Primeiras coisas primeiro: que moda é esta dos blogs que agora toda a gente tem um? Já começa a irritar um pouco esta do blog. Afinal de contas não é assim muito difícil. É só ir à net e clicar num link qualquer e já estás. E cria-se um blog.
Mas realmente irritam-me um bocado essas pessoas que, sem ideias próprias, não fazem outra coisa do que imitar os outros.
"Iniciei um blog". Parvinhos. E depois? Isso serve para alguma coisa? Impede a comida de ficar queimada depois de cinco minutos no micro-ondas? Muda o óleo do carro por nós? Era bom, mas não. Só serve para chatear os outros. Abrem-se blogs para escrever a dizer mal dos outros... Mas espera lá. Isso é muito útil... Mais um canal de "corte e costura"? Muito bom. Assim é que é.

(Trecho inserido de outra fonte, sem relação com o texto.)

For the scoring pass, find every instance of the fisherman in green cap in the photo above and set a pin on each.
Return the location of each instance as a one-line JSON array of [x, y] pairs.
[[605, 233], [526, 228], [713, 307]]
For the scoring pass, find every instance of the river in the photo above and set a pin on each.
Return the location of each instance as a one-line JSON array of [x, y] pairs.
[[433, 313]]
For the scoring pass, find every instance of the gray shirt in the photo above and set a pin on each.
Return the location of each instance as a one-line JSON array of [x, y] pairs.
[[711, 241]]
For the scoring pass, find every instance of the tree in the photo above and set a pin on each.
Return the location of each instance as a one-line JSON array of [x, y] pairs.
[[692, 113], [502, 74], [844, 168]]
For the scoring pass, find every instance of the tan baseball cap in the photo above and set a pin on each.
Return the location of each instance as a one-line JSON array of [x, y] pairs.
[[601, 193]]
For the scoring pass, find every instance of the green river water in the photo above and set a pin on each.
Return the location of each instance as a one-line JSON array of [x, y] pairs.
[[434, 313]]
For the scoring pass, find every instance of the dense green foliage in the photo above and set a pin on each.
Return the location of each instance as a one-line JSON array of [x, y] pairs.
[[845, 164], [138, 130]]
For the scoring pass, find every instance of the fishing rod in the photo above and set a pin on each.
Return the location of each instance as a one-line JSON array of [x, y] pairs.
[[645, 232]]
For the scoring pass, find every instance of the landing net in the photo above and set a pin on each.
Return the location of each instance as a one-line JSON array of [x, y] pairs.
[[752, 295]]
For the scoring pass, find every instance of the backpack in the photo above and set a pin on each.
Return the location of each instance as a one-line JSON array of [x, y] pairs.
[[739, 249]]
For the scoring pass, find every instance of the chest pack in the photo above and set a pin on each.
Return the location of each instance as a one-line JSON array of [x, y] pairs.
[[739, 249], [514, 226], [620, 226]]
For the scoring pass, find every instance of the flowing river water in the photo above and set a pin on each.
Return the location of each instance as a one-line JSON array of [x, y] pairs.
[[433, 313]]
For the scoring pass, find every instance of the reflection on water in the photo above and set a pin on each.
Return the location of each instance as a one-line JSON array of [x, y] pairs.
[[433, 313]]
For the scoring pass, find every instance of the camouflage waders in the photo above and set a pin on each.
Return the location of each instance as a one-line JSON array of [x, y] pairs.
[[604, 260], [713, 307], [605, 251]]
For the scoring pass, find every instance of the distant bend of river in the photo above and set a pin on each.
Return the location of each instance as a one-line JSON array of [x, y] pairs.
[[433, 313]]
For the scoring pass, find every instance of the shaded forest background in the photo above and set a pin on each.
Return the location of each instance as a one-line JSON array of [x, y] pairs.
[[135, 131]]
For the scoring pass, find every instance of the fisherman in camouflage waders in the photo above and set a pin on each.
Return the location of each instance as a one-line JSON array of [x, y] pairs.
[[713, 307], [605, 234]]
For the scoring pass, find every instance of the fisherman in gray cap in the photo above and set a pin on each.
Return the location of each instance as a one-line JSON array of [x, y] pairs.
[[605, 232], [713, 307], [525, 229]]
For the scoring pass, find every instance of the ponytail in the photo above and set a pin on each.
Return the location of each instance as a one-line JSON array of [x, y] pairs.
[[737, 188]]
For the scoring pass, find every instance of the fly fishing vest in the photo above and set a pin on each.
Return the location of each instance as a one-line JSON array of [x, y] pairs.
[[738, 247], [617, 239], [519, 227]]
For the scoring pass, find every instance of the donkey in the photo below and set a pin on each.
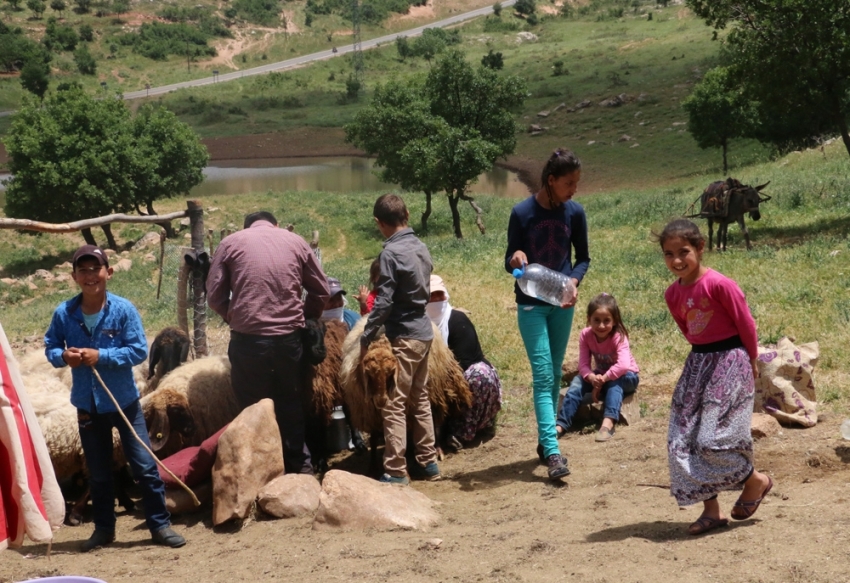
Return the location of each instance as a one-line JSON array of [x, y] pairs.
[[726, 201]]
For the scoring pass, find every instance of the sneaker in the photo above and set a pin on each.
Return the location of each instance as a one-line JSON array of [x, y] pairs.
[[168, 538], [399, 480], [99, 538], [604, 434], [557, 466], [430, 472]]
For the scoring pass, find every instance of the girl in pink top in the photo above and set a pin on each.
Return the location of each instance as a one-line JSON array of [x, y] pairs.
[[709, 445], [605, 341]]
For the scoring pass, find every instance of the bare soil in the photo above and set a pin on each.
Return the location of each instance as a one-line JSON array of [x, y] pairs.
[[611, 520]]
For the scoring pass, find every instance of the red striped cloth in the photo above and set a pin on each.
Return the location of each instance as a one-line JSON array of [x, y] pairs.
[[30, 501]]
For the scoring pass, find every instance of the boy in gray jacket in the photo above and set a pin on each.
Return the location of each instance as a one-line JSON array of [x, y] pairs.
[[403, 292]]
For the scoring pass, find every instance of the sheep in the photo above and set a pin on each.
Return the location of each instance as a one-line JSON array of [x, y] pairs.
[[169, 350], [365, 384]]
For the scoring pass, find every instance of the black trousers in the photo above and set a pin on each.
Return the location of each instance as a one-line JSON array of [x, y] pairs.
[[270, 367]]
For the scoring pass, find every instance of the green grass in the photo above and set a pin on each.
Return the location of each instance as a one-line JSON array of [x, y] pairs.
[[796, 278]]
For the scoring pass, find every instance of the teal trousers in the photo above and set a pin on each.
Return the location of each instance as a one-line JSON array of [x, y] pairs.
[[545, 331]]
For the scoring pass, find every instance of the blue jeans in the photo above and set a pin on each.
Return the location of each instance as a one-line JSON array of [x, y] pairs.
[[96, 439], [611, 394], [545, 331]]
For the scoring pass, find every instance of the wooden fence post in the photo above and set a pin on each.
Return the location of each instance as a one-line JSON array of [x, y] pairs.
[[196, 221]]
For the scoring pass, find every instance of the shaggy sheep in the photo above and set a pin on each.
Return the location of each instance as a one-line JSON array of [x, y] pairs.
[[169, 350], [365, 384]]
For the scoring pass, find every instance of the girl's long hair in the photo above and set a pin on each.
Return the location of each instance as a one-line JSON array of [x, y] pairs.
[[607, 302]]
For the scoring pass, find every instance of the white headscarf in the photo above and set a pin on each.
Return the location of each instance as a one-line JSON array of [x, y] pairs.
[[439, 312]]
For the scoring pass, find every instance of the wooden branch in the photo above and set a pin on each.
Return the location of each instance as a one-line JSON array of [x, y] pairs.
[[28, 225]]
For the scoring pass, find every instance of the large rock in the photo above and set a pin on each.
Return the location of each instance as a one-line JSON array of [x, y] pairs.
[[764, 425], [250, 455], [356, 502], [290, 496]]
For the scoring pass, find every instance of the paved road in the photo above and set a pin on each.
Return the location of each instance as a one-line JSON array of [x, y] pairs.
[[306, 59]]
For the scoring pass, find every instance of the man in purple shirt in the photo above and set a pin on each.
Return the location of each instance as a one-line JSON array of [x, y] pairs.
[[255, 284]]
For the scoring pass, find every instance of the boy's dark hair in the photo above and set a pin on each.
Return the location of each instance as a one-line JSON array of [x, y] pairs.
[[375, 270], [607, 302], [560, 163], [259, 216], [682, 228], [390, 210]]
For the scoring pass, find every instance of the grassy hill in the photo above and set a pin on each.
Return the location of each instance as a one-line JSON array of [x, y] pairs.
[[607, 48]]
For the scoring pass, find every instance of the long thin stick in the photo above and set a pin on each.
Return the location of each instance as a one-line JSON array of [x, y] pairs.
[[142, 443]]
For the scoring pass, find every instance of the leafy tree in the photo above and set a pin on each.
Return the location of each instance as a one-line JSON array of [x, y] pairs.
[[718, 111], [37, 6], [59, 37], [493, 60], [440, 135], [35, 77], [75, 157], [85, 61], [86, 33], [525, 7], [793, 57]]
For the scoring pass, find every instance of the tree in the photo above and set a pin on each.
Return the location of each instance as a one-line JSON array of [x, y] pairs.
[[85, 61], [493, 60], [440, 135], [525, 7], [171, 158], [793, 58], [75, 157], [35, 77], [37, 6], [59, 6], [717, 111]]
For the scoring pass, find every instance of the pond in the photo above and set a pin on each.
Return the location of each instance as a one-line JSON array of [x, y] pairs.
[[339, 174]]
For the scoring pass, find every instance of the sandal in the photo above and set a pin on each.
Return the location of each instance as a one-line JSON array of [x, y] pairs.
[[704, 524], [743, 509]]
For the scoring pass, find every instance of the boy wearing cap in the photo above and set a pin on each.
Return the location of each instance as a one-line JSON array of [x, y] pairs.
[[335, 306], [101, 330], [403, 293]]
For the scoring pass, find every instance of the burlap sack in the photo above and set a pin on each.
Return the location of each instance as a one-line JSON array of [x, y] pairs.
[[785, 387]]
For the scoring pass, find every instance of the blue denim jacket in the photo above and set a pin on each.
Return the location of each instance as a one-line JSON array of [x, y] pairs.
[[120, 340]]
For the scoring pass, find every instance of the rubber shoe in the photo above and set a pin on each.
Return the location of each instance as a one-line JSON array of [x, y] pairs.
[[168, 538], [430, 472], [398, 480], [557, 466], [99, 538]]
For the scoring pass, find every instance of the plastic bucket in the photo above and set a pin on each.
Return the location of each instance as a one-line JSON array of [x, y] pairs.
[[65, 579]]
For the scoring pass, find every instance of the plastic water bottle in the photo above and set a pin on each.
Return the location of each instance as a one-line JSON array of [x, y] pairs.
[[845, 429], [545, 284]]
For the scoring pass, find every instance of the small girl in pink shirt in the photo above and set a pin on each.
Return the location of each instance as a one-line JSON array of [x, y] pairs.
[[605, 341]]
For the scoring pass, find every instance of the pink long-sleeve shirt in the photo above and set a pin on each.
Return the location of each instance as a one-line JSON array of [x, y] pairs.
[[712, 309], [612, 357]]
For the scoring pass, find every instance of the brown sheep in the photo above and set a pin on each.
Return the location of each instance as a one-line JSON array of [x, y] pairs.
[[365, 385]]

Essas pessoas que abrem blogs são muito espertas. Gosto. São inovadoras. Quem é que teve esta ideia? Sim senhor.
Não. Mas isto não serve só para dizer mal das pessoas. Já vi aí alguns blogs muito giros. Com receitas e tal. E outros... com as leis de 97 sobre o código de trabalho nas pme's...
Pronto. Agora devem pensar que eu venho para aqui dizer mal dos outros blogs. Nada disso. Há espaço para todos. Para além disso há muitos olhos e massas cinzentas para capturar.
Eu, apenas me apetece escrever coisas parvas.